I've no idea how Blizzard specifically did it - it might have just been through a lot of user testing.
However, the entire field of CS and statistics dedicated to these kinds of problems is simulation. Generally the idea is to construct a model of your system and then generate inputs according to some statistical distribution to try to understand the behaviour of that model. In the case of finding game balance, you would want to show that most sequences of game events led to some kind of equilibrium. This would probably involve some kind of stochastic modeling.
Linear algebra, maybe a little calculus, and a lot of testing.
There's no real mystery to this sort of thing, but people often just don't think about it in the rigorous terms you need to get a system that is fairly well-balanced.

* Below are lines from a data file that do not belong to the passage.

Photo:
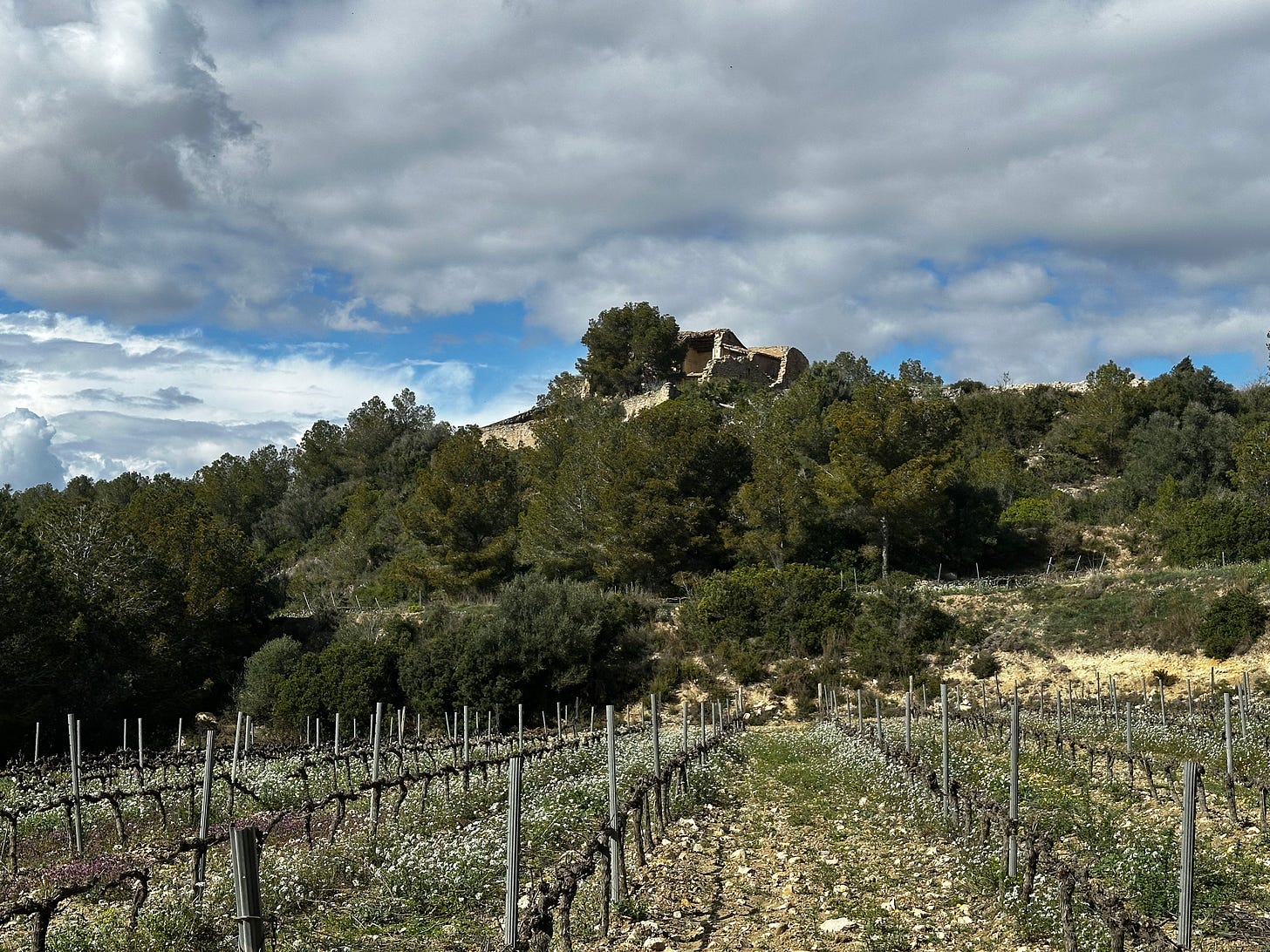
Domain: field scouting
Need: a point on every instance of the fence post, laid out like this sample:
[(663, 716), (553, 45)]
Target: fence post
[(616, 887), (238, 730), (375, 765), (1186, 880), (1230, 739), (513, 851), (74, 746), (1128, 732), (1013, 840), (244, 852), (908, 721), (203, 819), (944, 754)]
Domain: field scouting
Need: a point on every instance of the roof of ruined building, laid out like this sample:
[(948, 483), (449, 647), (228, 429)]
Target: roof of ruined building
[(771, 350), (523, 417)]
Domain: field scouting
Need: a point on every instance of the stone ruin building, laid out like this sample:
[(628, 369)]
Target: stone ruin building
[(709, 354)]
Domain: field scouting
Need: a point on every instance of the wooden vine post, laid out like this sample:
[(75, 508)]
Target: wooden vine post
[(511, 907)]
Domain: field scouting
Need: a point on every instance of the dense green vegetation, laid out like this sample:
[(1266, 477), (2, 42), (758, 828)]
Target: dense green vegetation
[(149, 593)]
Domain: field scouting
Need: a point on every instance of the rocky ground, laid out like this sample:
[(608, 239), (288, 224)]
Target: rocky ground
[(802, 858)]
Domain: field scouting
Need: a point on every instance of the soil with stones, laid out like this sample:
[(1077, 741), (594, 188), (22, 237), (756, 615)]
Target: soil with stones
[(802, 860)]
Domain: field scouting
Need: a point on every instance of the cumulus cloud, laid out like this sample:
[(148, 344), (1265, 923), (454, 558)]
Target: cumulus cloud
[(25, 451), (173, 403), (966, 175)]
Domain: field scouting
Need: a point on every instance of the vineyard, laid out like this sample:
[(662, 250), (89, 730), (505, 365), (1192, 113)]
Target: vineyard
[(372, 846), (968, 820)]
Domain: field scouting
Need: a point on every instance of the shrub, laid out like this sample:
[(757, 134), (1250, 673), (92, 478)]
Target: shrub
[(264, 674), (894, 629), (1231, 625), (985, 665), (790, 611)]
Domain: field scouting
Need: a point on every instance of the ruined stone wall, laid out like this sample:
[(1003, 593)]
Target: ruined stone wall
[(515, 434), (643, 401)]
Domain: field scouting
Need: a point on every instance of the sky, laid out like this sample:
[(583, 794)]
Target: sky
[(222, 221)]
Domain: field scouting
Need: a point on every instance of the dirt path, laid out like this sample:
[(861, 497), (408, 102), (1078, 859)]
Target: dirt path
[(810, 856)]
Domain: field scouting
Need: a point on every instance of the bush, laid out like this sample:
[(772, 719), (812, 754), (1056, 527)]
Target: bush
[(794, 611), (896, 627), (985, 665), (345, 678), (541, 642), (1231, 625), (264, 674)]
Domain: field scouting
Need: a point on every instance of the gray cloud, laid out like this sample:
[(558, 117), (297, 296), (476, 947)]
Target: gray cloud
[(972, 177), (27, 457), (105, 443), (163, 398)]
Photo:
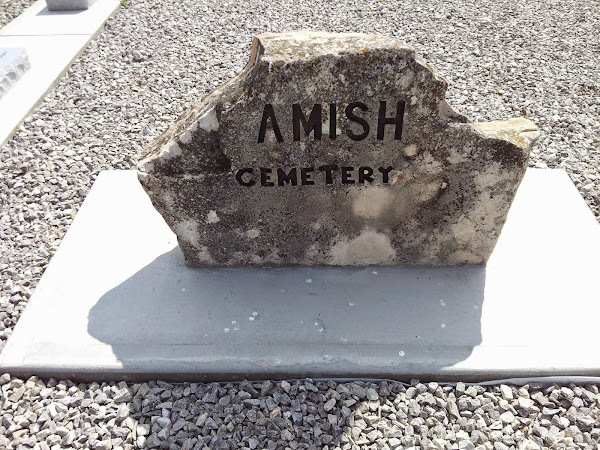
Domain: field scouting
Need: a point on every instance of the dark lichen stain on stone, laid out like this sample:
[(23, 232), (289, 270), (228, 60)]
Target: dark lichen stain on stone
[(448, 194)]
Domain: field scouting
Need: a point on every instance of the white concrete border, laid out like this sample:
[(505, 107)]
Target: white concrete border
[(118, 302), (53, 40)]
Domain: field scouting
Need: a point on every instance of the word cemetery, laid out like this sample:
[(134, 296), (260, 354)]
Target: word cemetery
[(334, 149)]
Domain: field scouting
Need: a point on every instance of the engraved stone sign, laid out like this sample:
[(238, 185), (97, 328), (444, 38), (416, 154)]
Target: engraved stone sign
[(334, 149)]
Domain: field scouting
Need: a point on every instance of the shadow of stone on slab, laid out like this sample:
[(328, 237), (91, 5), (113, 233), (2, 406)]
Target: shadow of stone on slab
[(177, 322)]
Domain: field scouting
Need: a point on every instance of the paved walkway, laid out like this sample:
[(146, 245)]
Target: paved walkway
[(53, 40)]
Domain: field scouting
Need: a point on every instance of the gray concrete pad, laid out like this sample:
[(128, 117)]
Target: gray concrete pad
[(117, 301)]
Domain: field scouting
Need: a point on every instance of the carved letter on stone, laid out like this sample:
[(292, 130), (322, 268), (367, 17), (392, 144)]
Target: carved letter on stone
[(334, 149)]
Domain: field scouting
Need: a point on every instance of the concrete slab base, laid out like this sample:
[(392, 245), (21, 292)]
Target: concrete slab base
[(68, 5), (52, 40), (117, 302)]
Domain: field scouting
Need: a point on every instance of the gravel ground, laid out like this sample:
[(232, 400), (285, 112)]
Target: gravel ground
[(297, 415), (9, 9), (540, 59)]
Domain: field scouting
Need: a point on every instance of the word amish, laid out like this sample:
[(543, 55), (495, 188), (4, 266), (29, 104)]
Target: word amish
[(334, 150), (314, 123)]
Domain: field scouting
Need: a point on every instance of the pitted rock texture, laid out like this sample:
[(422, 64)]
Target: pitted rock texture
[(334, 149), (14, 62)]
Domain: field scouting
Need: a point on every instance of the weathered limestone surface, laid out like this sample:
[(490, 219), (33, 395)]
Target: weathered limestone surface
[(13, 64), (388, 175)]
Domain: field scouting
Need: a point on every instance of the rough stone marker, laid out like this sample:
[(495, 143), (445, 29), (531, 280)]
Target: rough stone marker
[(334, 149)]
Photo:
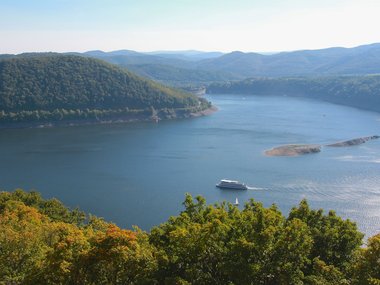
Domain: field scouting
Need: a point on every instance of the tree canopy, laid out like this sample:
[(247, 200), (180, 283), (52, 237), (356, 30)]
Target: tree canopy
[(44, 242), (40, 87)]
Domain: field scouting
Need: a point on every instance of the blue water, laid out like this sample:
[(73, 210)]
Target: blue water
[(138, 173)]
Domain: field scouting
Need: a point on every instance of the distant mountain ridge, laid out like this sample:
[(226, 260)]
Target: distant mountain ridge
[(196, 68), (359, 60)]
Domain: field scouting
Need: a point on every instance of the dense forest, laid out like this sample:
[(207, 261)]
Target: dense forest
[(52, 87), (356, 91), (44, 242)]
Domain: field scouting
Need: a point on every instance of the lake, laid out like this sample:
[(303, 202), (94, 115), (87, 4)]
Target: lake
[(138, 173)]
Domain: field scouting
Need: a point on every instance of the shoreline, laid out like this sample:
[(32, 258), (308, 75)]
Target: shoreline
[(177, 114)]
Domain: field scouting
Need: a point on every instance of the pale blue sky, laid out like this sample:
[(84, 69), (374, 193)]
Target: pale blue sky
[(224, 25)]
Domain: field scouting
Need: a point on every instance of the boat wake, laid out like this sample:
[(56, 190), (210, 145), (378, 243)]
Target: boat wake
[(256, 188)]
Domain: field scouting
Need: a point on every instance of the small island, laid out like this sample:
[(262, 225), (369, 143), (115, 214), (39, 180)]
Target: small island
[(353, 142), (293, 150), (300, 149)]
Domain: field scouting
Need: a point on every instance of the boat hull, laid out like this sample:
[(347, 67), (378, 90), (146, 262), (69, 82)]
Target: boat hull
[(232, 187)]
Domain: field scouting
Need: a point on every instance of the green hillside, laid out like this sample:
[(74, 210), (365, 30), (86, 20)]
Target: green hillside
[(45, 87), (355, 91)]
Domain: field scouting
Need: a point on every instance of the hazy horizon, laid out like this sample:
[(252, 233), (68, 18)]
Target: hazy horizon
[(225, 26)]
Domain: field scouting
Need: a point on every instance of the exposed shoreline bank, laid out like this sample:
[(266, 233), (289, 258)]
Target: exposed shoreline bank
[(160, 116)]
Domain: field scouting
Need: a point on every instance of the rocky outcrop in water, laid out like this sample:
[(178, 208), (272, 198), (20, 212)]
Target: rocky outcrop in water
[(353, 142), (293, 150), (300, 149)]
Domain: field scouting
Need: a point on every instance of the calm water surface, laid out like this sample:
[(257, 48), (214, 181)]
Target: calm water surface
[(138, 174)]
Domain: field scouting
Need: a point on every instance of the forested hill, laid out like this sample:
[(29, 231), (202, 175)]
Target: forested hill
[(356, 91), (43, 87)]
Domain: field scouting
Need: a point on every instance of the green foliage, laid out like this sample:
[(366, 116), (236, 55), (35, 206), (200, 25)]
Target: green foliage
[(52, 208), (41, 243), (52, 87), (356, 91)]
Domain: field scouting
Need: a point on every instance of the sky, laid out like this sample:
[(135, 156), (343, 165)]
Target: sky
[(207, 25)]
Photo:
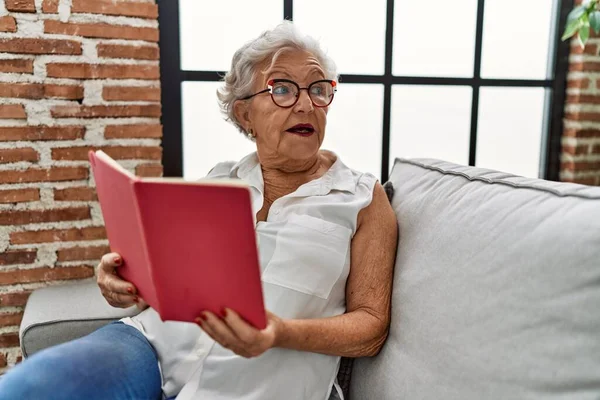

Basically the designers know how quickly you can gather resources (both the best case and the average case), and they know how long it takes to build a unit, and they know roughly how powerful a unit is (eg. by reference to approximations such as damage per second). With this, you can ensure a unit's cost in resources makes sense. And from that, it's possible to compare resource gathering with unit cost to model the strength of a force growing over time. Similarly you can measure a force's capacity for damage over time, and compare the two. If there's a big disparity then they can tweak one or more of the variables to reduce it. Obviously there are many permutations of units but the interesting thing is that you only really need to understand the most powerful permutations - if a player picks a poor combination then it's ok if they lose. You don't want every approach to be equally good, as that would imply a boring game where your decisions are meaningless.
This is, of course, a simplification, but it helps get everything in roughly the right place and ensure that there are no units that are useless. Then testing can hammer down the rough edges and find most of the exploits that remain.
If you've tried SCII you've noticed that Blizzard records the relevant data for each game played on B.Net. They did the same in WC3, and presumably in SC1. With enough games stored, it is possible to get accurate results from statistical analysis. For example, the Protoss should win a third of all match-ups with similarly skilled opponents. If this is not the case, Blizzard can analyze the games where the Protoss won vs the games where they lost, and see what units made the difference. Then they can nerf those units (with a bit of in-house testing), and introduce the change at the next patch. Balancing is a difficult problem - a change that fixes problems in top-level games may break the balance in mid-level games.
Proper testing in a closed beta is impossible - you just can't accumulate enough data. This is why Blizzard do open betas. Even so the real test is the release of the game.